Dans un arrêt n°380344 du 3 février 2016, le Conseil d'État juge que l'exploitant d'une Installation classée pour la protection de l'environnement (ICPE) peut faire l'objet simultanément de poursuites pénales et de mesures administratives.

En l'espèce, un entrepôt de stockage de produits phytosanitaires à usage agricole exploité par la société Top sur le territoire de la commune de Villers-Bretonneux a fait l'objet d'une perquisition. Son représentant légal a été placé en garde à vue dans le cadre d'une enquête judiciaire relative à un trafic de produits toxiques non autorisés.
L'inspecteur des installations classées suite à sa visite, a dressé un procès verbal de plusieurs infractions dont celle d'exploitation sans titre d'une ICPE.
Des mesures administratives ont été prises conformément à l'article L171-7 du Code de l'environnement. Les articles L. 514-9 et suivants du code de l'environnement instaurent différentes infractions susceptibles de sanctions pénales à raison de l'exploitation sans titre d'une installation classée pour la protection de l'environnement ou de la méconnaissance des décisions de l'autorité préfectorale destinées à faire cesser une telle situation.
Le préfet de la Somme a pris plusieurs arrêtés par lesquels il a notamment mis en demeure la société Top de régulariser sa situation et de déposer un dossier de demande d'autorisation au titre de la législation sur les installations classées pour la protection de l'environnement. Le préfet a suspendu son activité et lui a imposé des prescriptions tendant à l'évacuation de produits dangereux stockés sur le site. La société et son représentant ont été mis en examen pour plusieurs chef d'infraction pénale à la législation sur les ICPE. Par un arrêt du 4 mai 2005 la cour d'appel d'Amiens a prononcé la relaxe de la société Top et de son représentant légal.
La société et son représentant ont saisi la Cour administrative d'appel d'une demande d'indemnisation des préjudices subis du fait de l'irrégularité des arrêtés préfectoraux pris. La Cour administrative d'appel a jugé que la légalité des arrêtés préfectoraux n'était pas subordonnée à la condition que les faits qui leur servent de fondement soient constitutifs d'une infraction pénale.
La société et son représentant légal ont formé un pourvoi devant le Conseil d'État, estimant que l'arrêt ainsi rendu était entaché d'une erreur de droit.
Le Conseil d'État rejette le pourvoi et considère que "Le préfet peut, en application des dispositions de l'article L. 514-2 du code de l'environnement, prendre les mesures prévues en cas d'exploitation sans titre d'une installation classée pour la protection de l'environnement, indépendamment des poursuites pénales qui peuvent être exercées en raison des infractions pénales susceptibles de résulter des mêmes faits".

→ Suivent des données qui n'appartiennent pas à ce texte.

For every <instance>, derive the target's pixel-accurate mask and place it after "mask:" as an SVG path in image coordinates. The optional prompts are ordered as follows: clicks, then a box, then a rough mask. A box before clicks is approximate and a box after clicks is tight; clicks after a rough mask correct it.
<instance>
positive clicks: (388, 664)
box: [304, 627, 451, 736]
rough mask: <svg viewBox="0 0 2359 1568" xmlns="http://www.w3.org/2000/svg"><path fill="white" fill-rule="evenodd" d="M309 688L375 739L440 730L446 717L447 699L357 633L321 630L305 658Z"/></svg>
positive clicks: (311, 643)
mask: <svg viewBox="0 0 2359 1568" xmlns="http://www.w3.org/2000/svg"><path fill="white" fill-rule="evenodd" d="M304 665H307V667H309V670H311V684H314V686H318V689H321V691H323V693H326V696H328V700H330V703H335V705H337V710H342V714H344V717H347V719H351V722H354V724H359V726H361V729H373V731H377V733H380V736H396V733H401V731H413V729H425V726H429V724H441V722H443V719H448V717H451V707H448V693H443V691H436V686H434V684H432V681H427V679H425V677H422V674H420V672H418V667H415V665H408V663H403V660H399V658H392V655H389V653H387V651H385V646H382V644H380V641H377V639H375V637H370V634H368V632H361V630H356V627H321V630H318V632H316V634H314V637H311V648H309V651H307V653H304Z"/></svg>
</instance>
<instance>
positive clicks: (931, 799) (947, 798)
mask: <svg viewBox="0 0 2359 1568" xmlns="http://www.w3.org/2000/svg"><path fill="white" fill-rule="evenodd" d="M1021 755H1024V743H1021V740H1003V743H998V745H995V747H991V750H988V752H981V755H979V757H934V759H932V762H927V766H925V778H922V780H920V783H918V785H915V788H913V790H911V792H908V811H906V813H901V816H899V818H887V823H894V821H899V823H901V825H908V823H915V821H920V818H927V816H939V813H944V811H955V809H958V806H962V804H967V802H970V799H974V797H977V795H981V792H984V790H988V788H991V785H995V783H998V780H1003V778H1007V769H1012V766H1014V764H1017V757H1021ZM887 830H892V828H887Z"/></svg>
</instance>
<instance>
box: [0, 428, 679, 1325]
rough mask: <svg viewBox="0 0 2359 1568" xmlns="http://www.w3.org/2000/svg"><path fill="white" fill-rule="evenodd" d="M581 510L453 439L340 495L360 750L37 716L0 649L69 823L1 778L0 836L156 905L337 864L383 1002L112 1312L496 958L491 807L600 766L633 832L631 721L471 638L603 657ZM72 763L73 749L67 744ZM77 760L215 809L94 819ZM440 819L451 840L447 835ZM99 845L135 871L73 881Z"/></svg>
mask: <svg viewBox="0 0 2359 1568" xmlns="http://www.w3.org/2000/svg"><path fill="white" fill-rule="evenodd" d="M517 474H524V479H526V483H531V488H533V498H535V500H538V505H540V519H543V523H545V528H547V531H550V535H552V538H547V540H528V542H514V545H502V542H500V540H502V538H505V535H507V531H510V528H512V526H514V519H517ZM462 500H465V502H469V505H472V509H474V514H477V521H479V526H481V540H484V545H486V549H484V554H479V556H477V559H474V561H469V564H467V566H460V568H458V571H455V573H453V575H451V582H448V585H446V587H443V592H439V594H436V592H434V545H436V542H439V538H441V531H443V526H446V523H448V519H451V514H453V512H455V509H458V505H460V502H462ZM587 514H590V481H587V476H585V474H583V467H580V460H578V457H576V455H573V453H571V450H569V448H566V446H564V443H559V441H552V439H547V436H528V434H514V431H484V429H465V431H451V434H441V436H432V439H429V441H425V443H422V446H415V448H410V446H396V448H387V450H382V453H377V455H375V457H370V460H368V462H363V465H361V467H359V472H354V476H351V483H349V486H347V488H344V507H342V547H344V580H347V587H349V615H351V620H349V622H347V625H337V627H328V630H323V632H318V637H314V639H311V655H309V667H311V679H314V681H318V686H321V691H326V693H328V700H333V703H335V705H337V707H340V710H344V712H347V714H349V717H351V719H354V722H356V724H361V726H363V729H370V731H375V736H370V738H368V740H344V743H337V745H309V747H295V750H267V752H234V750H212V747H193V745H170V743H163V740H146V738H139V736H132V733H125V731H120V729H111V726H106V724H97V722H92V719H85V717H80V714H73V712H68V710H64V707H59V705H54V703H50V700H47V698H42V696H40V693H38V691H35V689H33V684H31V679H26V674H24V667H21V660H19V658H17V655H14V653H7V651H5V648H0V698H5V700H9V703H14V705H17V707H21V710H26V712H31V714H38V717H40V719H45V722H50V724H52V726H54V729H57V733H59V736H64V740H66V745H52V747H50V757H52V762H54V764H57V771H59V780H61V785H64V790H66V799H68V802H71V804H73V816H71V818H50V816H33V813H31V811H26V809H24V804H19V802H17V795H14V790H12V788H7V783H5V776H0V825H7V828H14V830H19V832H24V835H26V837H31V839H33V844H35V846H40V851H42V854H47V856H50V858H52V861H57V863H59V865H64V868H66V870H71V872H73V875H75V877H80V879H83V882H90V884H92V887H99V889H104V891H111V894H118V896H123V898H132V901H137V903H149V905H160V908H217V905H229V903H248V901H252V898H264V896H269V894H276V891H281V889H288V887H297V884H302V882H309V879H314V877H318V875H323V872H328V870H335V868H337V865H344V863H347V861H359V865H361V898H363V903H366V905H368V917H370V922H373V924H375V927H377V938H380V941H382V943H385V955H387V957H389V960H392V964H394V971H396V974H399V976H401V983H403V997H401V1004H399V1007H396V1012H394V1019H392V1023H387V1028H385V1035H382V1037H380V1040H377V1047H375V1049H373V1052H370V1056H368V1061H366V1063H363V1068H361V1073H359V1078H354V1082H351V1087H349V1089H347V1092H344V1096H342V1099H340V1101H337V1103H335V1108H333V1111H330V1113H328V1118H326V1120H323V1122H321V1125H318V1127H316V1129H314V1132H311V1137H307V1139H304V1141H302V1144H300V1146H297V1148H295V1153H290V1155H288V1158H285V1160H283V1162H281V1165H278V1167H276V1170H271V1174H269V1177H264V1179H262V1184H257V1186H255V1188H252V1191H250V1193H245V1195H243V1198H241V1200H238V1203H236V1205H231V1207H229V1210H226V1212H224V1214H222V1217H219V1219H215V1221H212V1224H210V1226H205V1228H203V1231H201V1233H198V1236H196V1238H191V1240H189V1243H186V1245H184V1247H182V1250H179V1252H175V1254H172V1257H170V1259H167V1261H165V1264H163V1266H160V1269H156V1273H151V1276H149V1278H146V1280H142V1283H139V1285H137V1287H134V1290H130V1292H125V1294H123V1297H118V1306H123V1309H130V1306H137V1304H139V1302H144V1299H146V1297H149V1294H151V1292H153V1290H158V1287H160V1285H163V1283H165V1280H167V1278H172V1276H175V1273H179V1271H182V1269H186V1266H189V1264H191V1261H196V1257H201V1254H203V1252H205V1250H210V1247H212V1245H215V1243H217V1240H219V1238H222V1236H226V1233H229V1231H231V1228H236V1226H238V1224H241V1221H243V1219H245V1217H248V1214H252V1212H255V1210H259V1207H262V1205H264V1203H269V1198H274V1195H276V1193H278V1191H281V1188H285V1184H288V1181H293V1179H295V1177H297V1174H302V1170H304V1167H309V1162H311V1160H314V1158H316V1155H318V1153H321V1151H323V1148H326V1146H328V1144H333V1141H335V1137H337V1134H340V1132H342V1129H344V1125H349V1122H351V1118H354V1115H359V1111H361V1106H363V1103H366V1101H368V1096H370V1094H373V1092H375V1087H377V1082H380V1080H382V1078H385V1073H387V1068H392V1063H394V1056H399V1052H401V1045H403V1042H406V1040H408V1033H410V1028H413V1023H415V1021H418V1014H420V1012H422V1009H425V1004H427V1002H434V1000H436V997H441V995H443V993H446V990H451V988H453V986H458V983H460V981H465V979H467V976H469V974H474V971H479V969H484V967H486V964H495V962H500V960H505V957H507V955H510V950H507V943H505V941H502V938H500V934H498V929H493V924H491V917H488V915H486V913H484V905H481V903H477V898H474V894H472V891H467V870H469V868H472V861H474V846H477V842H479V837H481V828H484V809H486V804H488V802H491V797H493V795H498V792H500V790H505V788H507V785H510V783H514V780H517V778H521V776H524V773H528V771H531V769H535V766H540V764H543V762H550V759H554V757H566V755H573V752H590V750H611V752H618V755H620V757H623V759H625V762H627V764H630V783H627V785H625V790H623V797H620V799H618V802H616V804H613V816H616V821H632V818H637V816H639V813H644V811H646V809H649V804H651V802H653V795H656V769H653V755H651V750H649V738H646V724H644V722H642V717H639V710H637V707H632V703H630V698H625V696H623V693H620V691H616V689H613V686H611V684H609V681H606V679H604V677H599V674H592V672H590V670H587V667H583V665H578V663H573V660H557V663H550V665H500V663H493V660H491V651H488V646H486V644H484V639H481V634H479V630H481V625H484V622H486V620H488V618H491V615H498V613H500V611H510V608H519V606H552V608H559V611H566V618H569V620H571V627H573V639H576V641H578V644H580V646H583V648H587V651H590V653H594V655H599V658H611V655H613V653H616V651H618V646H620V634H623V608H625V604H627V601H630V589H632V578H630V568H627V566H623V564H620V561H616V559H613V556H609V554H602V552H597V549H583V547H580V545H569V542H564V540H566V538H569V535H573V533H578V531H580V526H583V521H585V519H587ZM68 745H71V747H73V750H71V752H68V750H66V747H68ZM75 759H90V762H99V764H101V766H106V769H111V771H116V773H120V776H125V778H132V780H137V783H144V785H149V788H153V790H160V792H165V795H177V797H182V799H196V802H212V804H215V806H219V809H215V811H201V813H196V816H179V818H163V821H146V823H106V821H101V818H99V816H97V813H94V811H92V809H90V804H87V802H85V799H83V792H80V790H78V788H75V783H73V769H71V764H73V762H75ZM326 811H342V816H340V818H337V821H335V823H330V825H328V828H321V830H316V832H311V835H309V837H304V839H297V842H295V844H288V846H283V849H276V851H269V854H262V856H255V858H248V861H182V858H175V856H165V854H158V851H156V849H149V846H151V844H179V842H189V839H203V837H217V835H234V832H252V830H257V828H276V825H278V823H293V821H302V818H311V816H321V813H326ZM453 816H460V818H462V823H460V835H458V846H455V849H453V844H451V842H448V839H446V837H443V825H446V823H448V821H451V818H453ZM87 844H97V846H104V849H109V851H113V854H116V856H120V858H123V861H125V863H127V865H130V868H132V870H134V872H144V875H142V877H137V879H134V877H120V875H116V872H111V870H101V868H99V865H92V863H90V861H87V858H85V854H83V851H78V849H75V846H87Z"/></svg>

Le Conseil d'État précise que la légalité des décisions préfectorales prises sur le fondement d'une exploitation sans titre d'une ICPE n'est pas subordonnée à la condition que les faits sur lesquels elles sont fondées soient constitutifs d'une des infractions pénales prévues par les article L514-9 du Code de l'environnement. Il en résulte en l'espèce, que la relaxe de l'exploitant dans le cadre du procès pénal n'a pas d'incidence sur la légalité des arrêtés préfectoraux.